I’m convinced that rapini and chèvre belong together. I’m tempted to do a sort of white pizza with a chèvre and garlic base and a scattering of blanched rapini, served with some crushed dried chilies. Maybe a sort of chawanmushi-style savory custard would work. I’m pretty sure a simple omelet or frittata would turn out nicely, too.
As a child I was under the unfortunate impression that rice pilaf was something that came from a box. The first “real” pilafs I tried were usually bland affairs mostly involving overcooked frozen vegetables.
I never developed a great affinity for the pilaf, so I’m not predisposed to the same kind of nostalgia I might have for, say, mac & cheese or lasagna. In fact, I’d almost go so far as to say it usually sounds too boring for me to even think of cooking.
But it doesn’t have to be this way. A heavy hand with fresh herbs and a good mix of can work wonders for the humble pilaf.
One recent evening, Hiromi was feeling a bit of bread overload, so she asked for something built on rice. Most of what we had on hand was more suitable for Western rather than Japanese treatment, and I didn’t want to let any ingredients go to waste, so I reached deep into my arsenal of improvisations and decided to break out our casserole dish.

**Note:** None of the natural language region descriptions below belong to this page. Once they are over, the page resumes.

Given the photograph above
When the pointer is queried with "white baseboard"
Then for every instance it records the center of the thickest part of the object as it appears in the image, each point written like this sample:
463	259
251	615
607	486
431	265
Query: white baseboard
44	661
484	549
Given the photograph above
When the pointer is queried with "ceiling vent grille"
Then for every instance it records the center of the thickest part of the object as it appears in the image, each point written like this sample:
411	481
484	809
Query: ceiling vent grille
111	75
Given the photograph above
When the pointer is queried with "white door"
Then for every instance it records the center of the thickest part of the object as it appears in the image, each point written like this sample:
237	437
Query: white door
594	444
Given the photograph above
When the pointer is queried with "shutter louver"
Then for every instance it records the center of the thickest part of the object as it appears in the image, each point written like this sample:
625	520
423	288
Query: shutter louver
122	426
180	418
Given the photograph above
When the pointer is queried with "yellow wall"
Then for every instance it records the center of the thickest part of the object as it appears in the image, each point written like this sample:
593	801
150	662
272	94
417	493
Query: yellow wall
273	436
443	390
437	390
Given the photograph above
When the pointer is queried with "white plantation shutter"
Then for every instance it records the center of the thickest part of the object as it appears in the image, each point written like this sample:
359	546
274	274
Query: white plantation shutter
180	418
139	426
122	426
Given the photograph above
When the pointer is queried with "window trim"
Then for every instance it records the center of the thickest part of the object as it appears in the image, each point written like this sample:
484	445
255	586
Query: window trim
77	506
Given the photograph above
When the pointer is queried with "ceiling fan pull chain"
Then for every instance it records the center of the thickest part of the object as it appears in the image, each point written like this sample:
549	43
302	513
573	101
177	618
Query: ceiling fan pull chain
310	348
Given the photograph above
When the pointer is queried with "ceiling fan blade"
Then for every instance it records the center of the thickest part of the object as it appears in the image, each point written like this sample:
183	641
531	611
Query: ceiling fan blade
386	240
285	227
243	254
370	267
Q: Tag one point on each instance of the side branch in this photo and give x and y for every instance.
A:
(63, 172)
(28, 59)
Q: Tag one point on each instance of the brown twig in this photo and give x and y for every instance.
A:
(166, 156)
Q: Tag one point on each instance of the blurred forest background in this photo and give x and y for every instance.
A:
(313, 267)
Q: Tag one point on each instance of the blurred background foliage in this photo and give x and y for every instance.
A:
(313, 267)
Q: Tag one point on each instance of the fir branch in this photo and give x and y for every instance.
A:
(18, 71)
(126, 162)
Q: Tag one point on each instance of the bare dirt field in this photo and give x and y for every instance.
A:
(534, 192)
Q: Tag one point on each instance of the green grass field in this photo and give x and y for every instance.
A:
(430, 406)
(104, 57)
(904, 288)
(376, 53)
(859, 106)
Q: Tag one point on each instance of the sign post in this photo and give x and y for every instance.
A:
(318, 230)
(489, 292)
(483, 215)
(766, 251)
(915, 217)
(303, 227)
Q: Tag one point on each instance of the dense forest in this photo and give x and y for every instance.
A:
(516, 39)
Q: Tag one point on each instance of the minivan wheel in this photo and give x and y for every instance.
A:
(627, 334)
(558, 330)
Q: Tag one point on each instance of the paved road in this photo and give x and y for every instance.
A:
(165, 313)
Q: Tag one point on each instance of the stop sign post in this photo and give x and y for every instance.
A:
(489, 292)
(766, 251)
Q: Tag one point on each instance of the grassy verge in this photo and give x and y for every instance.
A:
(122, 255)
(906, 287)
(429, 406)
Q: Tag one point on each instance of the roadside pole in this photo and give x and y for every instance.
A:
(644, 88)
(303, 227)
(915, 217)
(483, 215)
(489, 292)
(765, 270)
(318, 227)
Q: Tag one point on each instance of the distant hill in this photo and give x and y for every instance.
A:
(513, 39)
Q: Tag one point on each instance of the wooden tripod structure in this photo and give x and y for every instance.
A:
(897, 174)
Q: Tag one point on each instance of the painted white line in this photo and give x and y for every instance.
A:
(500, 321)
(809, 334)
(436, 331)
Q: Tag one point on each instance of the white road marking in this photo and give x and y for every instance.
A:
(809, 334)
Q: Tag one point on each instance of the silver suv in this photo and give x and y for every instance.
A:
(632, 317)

After washing the rice, I sort of toast it in the pan with a little butter before adding liquid. This does wonders to keep the dish reasonably moist, and it certainly adds a nice flavor, too.
I like to parboil the rice in seasoned vegetable stock in my pressure cooker before combining it with the main ingredients. Then I finish the pilaf off by allowing it to “rest” in relatively gently heated oven, usually 350-375F, for about 10-15 minutes. This allows the rice to develop a reasonably fluffy texture without overcooking all the vegetable ingredients.
I precooked the shimeji a bit so that they wouldn’t dry out while in the oven. I just gave them a quick sauté with butter and shallots, letting them brown a tiny bit.
I mixed the partially cooked rice with the cooked mushrooms, plenty of raw dill, raw tomatoes, and a handful of frozen corn. I did zero planning on this dish, so it was all about what we had in the kitchen, so it’s a rather eclectic combination.
The dill made the dish. I don’t think I would have bothered without a generous helping of fresh herbs… thyme, dill, rosemary, or oregano would have done the trick. Basil or mint could have worked in some circumstances, but mushrooms like earthier herbs.
It’s probably best to serve this with something high in protein, like a lentil soup, but we had overdosed on beans that day thanks to a spicy soup at lunch, so I served the pilaf with a slightly more complicated than necessary vegetable gratin for a late evening dinner.
To prepare the gratin, I took some more shallots, rehydrated sundried tomatoes, basil and pine nuts, and sauteed them together with a little salt. I then mixed this together with romanesco broccoli.
I can’t quite remember if I blanched or roasted the romanesco before finishing it off in the oven. But either way would work, with the caveat that over-roasting would produce an unpleasantly dry result, and blanching would really only need about a minute of boiling before refreshing in ice-cold water, since the dish gets additional cooking when the cheese is melted.
I was getting a little impatient that night, and most of the ingredients were already hot and cooked, so when the cheese didn’t have quite the right golden-brown texture I flipped the oven into broiler mode and slighly charred the vegetable.
Cheap mozzarella works well for this, so I just broke out a big log of mozz we often have on hand from Trader Joe’s. If I repeated this dish, I would rather have used some oil-marinated sundried tomatoes rather than simply rehydrated ones, since they did get a bit dry, but overall, the dish was comforting and rounded out a simple weeknight dinner nicely.